There were two major reasons why overnight traveling was fraught for a dreamer. The first, and most obvious, was that Ronan could never be one hundred percent certain that he wasn’t going to accidentally manifest one of his dreams when he woke up. Sometimes the dreams were harmless—a feather, perhaps, or a dead aquarium fish, or a potted plant. But sometimes they were formless songs that made the listener feel physically sick, or lizards with insatiable appetites, or two thousand Oxford shoes, all lefts, all size 9. When these things appeared in waking life at the Lynch family’s remote Barns, they were annoyances, sometimes a little more (lizard bites could be very painful). But when they appeared in waking life at Declan’s town house or in a hotel room or next to the car Ronan slept in at a rest area—well.

“Can I open your unhappy yuppie candy bar for you?” Ronan asked.

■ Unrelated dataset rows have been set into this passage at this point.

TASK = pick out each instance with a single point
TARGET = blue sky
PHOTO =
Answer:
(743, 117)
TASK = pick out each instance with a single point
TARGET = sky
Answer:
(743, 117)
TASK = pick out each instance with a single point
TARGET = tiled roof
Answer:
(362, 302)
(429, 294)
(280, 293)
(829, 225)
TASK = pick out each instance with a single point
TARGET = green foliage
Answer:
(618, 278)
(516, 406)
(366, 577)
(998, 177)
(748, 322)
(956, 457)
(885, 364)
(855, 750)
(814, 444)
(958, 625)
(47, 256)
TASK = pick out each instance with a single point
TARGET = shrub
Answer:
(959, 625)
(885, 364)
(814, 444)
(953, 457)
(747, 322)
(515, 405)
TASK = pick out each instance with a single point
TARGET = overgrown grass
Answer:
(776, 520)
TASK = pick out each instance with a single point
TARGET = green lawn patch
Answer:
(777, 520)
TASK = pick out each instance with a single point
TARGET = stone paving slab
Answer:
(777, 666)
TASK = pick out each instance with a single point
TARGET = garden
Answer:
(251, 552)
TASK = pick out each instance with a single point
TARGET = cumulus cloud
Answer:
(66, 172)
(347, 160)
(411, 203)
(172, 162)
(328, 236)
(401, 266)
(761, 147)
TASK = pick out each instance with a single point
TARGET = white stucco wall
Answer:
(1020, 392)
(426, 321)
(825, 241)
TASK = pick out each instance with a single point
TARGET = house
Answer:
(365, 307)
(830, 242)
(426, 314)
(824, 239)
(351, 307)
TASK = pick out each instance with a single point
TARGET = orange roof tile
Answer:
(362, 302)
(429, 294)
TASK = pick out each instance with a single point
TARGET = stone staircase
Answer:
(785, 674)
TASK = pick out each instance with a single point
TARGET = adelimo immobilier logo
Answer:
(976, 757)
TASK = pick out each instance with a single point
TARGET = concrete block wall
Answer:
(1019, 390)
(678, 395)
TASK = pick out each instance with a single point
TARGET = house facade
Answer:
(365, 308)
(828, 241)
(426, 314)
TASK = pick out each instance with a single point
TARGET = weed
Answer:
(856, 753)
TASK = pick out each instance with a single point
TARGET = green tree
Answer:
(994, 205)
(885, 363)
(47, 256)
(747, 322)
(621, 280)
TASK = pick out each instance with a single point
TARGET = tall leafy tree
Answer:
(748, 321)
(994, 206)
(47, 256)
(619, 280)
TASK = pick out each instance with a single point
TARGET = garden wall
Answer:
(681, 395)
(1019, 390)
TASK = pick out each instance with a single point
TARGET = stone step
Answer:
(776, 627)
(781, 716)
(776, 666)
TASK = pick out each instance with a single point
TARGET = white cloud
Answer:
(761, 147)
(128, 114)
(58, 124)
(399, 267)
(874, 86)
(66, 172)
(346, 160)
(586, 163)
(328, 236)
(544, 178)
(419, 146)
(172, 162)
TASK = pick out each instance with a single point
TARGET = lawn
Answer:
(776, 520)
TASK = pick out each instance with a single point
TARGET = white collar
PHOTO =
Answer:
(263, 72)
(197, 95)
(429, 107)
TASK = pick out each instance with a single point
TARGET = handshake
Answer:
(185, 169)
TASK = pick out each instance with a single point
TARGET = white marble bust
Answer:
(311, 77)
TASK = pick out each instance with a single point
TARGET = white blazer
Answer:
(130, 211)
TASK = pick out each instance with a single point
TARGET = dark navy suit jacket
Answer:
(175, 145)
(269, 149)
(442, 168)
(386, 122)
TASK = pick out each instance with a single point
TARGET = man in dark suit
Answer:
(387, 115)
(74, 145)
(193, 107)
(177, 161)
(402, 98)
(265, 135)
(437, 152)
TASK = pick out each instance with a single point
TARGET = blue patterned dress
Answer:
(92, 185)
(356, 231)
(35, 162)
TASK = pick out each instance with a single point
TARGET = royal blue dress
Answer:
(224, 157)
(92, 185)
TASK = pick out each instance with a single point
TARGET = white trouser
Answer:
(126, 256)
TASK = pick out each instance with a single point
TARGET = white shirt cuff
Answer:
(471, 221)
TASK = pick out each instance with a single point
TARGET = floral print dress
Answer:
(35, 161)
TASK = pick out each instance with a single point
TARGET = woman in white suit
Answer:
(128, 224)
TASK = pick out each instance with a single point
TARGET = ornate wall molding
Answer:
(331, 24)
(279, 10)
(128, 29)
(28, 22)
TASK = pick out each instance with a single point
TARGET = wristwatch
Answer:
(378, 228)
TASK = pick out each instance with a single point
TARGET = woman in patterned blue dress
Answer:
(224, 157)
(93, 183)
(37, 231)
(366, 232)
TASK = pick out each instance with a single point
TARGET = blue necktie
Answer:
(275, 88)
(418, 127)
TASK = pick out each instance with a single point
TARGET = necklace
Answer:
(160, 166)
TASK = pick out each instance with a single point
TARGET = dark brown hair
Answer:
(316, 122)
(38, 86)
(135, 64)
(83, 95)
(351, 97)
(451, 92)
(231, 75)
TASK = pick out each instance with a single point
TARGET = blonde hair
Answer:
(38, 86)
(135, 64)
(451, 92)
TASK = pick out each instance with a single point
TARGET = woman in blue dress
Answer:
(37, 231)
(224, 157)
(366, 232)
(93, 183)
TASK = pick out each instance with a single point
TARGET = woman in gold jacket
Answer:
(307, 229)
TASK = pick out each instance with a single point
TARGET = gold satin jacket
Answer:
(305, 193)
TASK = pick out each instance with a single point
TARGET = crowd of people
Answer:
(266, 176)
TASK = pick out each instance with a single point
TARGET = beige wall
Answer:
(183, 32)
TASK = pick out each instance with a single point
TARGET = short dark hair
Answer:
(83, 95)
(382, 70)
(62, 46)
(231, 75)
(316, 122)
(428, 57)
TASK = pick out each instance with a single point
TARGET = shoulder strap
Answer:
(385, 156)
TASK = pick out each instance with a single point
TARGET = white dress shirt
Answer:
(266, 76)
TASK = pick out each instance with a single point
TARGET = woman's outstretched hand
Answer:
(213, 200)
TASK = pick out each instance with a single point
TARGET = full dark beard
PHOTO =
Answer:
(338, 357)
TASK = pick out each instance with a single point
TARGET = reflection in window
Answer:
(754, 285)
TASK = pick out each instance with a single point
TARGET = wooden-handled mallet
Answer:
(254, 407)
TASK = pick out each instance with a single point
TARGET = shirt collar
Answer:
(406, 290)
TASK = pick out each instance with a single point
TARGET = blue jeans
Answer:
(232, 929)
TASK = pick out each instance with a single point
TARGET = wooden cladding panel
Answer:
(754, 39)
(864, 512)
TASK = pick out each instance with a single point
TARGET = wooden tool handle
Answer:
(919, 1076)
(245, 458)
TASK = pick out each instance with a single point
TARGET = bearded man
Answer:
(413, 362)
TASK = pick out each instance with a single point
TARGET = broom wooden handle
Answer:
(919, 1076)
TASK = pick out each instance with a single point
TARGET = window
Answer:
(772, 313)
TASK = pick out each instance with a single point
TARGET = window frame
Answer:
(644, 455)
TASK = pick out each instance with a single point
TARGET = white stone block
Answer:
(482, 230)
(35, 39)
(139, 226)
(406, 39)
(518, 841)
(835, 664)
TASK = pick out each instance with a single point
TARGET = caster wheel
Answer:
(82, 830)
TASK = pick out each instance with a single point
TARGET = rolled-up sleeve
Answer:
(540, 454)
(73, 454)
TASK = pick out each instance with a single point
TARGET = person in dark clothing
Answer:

“Don’t deflect,” Declan chided. But after a moment, he handed over the protein bar.

Ronan peeled the wrapper open and took an experimental bite before handing it back. It felt precisely like he’d fallen face-first into wet, dirty sand.

“Classy, Ronan.” Declan blew lightly on the bitten end of the bar as if his breath would lift the Ronan-germs from it. “I just don’t know if you’re taking this seriously.”

The second reason why traveling as a dreamer was fraught was the nightwash: a sexy word Ronan had invented for an unsexy phenomenon. It was a fairly new consequence for him, and all he knew was that if he waited too long between manifesting dreams or spent too long away from the western Virginia foothills where he was born, black ooze began to run from his nose. Then his eyes. Then his ears. If it went unchecked, he could feel it filling his chest, his brain, his body. Killing him. Maybe there was a way to stop it, but Ronan didn’t know any other living dreamers to ask. He’d only known two in his life—his father and a now-dead student at his high school—and they’d never talked about it. How well would he tolerate staying in Cambridge, Massachusetts, instead of at the Barns for any length of time? He wouldn’t know until he tried.

“It’s my turn to pick the music,” Matthew said.